17. A non-volatile computer-readable medium comprising instructions, wherein, The instructions can be executed by one or more processors during the landing approach phase of the aircraft, such that the one or more processors: Determine the target path for the landing approach phase based on flight plan data; During the initial approach phase for the landing approach phase, based on the target path and aircraft data, the state of each monitoring condition in the first set of monitoring conditions and the area of ​​the monitoring condition including the state are determined, wherein the area for each monitoring condition includes the target area; During the final approach phase for the landing approach phase, based on the target path and the aircraft data, the status of each monitoring condition in the second set of monitoring conditions and the area of ​​the monitoring condition including the status are determined, wherein the second set of monitoring conditions includes one or more monitoring conditions in the first set of monitoring conditions and one or more additional monitoring conditions, and wherein each of the one or more additional monitoring conditions includes the target area. Notification content for accessing an area under specific monitoring conditions, wherein the status for said specific monitoring conditions is outside the target area for said specific monitoring conditions; and Based on the notification content, one or more notification signals are sent to one or more output systems.

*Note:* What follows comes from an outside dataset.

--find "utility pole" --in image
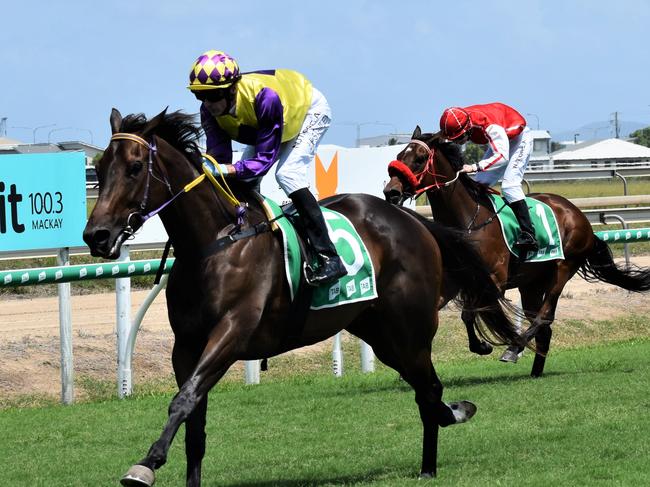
[612,112,621,139]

18. The non-volatile computer-readable medium according to claim 17, wherein, The instructions can also be executed by the one or more processors to: Determine that the status of one of the multiple monitoring conditions is outside the corresponding target area; as well as Prioritization rules are applied to the plurality of monitoring conditions to determine the priority order of the plurality of monitoring conditions, wherein the particular monitoring condition has the highest priority.

19. The non-volatile computer-readable medium according to claim 17, wherein, The specific monitoring conditions include: the target region, the first terminal region, and one or more intermediate regions between the target region and the first terminal region, and wherein the instructions can also be executed by the one or more processors to: Determine the update status of the specific monitoring conditions based on current aircraft data; and In response to a first determination that the region including the specific monitoring condition of the updated status has changed to an intermediate region closer to the target region among the one or more intermediate regions and that the specific monitoring condition has the highest priority among monitoring conditions outside the corresponding target region, the update status continues to be determined based on the current aircraft data without accessing the notification content of the specific monitoring condition.

20. The non-volatile computer-readable medium according to claim 17, wherein, The instructions can also be executed by the one or more processors to: Determine the updated status of monitoring conditions based on current aircraft data; as well as In response to the determination that the region of the specific monitoring condition, including the updated state, has changed to the target region and that the state of no monitoring condition is outside the corresponding target region, the provision of one or more notification signals to the one or more output systems to indicate stable entry is terminated.